# Restoring faded / UV damaged plastic headlights a short guide.



## 91davidw

A little guide to help anyone wanting to restore their faded / UV damaged plastic headlights.

Mk3 Vauxhall Astra

Passenger side headlight










Close-up of the cloudy plastic










Taped off the paintwork to protect it when sanding and machining.
Couldn't find any masking tape so used duct tape instead, as it's very sticky I stuck it to my jumper first before sticking it on the paintwork as it would be easier to remove later.










Used 3m Aluminium Oxide Coated wet and dry for the sanding.
This is very fine, you could use 2000, 2500 or 3000 grit wet and dry but it would probably take abit more machining to remove any sanding marks.










Wet and dry soaked in a bucket of soapy water.










Started sanding in circular motions










Finished sanding in straight lines across the headlight.










Buffing the headlight I used a medium spot pad and Menzerna Intensive Polish but you could use any cutting polish really, 3m, Meguiars, Scholl, Sonus even t-cut will work.
Even heard toothpaste works but I give trying that a miss.










A few drops of polish on the pad and start buffing the headlight, I used the slowest speed on the Milwakee which is about 900rpm as to not generate to much heat. 
Three or four passes were enough to refine the finish to a standard I was happy with.

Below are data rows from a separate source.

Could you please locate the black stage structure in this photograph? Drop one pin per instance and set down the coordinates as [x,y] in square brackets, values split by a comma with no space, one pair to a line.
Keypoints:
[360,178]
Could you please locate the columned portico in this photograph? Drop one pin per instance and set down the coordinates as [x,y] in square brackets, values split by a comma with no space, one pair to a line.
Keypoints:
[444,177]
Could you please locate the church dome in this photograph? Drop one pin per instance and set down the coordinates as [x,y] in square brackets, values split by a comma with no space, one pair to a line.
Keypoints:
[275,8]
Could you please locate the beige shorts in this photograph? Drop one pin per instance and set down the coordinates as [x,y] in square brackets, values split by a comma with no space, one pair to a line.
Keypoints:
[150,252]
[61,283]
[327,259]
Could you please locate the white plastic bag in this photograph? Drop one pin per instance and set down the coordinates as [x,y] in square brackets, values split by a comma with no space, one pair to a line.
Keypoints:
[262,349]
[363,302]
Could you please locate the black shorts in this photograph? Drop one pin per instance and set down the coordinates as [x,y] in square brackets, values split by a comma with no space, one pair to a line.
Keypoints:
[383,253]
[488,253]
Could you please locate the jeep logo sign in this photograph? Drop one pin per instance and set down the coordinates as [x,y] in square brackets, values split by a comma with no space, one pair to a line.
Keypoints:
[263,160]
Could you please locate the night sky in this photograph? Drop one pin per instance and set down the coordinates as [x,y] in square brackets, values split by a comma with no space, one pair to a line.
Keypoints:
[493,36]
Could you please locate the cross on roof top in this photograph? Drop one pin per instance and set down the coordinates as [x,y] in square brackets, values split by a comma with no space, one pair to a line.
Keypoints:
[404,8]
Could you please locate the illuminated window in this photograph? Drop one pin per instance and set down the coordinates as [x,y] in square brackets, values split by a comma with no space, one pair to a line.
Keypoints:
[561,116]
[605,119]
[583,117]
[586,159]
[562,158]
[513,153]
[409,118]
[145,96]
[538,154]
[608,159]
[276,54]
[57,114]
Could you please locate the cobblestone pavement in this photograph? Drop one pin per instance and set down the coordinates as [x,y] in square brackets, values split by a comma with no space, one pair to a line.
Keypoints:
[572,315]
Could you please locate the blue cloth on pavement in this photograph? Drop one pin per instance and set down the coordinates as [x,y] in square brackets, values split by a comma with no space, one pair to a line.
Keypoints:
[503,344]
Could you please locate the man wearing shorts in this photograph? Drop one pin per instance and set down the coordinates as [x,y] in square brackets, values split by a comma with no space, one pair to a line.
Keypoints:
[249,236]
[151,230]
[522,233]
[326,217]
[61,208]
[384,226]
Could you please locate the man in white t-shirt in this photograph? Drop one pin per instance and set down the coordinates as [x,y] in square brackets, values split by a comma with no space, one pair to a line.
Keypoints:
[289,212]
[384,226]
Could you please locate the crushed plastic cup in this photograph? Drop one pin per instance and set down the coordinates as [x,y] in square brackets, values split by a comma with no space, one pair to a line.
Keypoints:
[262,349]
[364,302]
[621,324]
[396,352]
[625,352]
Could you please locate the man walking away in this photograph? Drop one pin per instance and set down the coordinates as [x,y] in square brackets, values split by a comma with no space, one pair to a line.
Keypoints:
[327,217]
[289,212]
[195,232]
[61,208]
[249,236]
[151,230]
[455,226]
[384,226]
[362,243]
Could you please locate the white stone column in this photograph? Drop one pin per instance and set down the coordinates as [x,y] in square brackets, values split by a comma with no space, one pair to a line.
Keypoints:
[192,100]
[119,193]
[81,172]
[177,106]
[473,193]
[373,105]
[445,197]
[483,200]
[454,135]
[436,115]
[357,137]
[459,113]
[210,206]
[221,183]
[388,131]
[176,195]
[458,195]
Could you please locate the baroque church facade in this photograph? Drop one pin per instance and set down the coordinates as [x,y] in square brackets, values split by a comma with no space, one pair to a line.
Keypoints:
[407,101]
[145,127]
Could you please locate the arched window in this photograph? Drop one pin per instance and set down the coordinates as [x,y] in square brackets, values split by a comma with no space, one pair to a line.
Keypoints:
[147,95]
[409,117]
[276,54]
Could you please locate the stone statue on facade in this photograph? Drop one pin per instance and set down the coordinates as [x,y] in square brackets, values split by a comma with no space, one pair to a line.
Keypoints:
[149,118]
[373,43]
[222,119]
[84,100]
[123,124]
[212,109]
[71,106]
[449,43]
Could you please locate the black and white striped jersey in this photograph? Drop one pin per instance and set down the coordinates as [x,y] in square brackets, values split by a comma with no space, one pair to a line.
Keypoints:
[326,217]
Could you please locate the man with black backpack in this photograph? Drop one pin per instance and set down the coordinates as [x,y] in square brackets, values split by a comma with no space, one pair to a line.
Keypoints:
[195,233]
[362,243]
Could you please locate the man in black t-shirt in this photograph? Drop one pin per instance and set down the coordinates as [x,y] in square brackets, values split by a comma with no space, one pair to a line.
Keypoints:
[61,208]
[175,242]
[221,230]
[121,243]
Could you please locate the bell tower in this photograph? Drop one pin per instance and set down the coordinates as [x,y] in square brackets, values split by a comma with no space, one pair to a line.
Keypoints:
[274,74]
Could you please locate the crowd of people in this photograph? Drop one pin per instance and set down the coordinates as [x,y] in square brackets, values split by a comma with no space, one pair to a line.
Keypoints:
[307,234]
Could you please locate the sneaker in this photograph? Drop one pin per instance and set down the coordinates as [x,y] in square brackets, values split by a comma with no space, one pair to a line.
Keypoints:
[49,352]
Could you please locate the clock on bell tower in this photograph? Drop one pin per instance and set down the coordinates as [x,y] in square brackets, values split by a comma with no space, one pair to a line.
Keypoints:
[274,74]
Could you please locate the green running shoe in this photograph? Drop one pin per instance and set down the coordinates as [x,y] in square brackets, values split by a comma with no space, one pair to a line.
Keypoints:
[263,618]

The finished restore headlight.


















I was in no hurry and stopping to take photo's probably ate up abit of time but say about 30 minutes to do one headlight.

A few other headlights I have restored.

Honda CRV headlights


















The owner of this Merc SLK was going to buy new headlights until I restored them for her.


































Mk5 Golf, you can see at the top of the headlights that are covered by the bonnet are perfect and the rest of the headlight is faded from sunlight UV damage.


















































To protect the headlights I apply Collinite Liquid Insulator Wax 845. The Astra lights have been done over a year and no signs of them fading again.

Hope this is some help to anyone wanting to restore their own headlights or taillights.

Cheers 
David


----------



## ihs0201

Nice work :thumb:


----------



## st1965

Lovely job mate...well done


----------



## MGJ92

Great guide, thanks! Going to try this soon.


----------



## LSpec

did you use any UV protection after restoring?


----------



## suspal

Nice work,however I've never sanded in a circular motion.


----------



## Kenan

Brilliant guide, on my list of things to do.

You say about the toothpaste, my farther in-law told me he was going to try this and I left him to it as he had his mind made up. Next time I was round there he showed me the results and to my dis-belief the headlights were looking much better, not to detailing world level but very presentable for the average Joe.


----------



## slim_boy_fat

Good job!! :thumb:

My heart was in my mouth when I started on mine, but it turned out I was worrying about nothing  - well, apart for the £1000 replacement cost of a new unit if it all went pear shaped. :doublesho


----------



## Rían P

A great guide! Easy to follow, and to the point.

Thanks for sharing :thumb:


----------



## LeeH

So what grit paper did you use? Or is the Au oxide just 1 type?


Sent from my iPad using Tapatalk Pro


----------



## mb1

nice work.


----------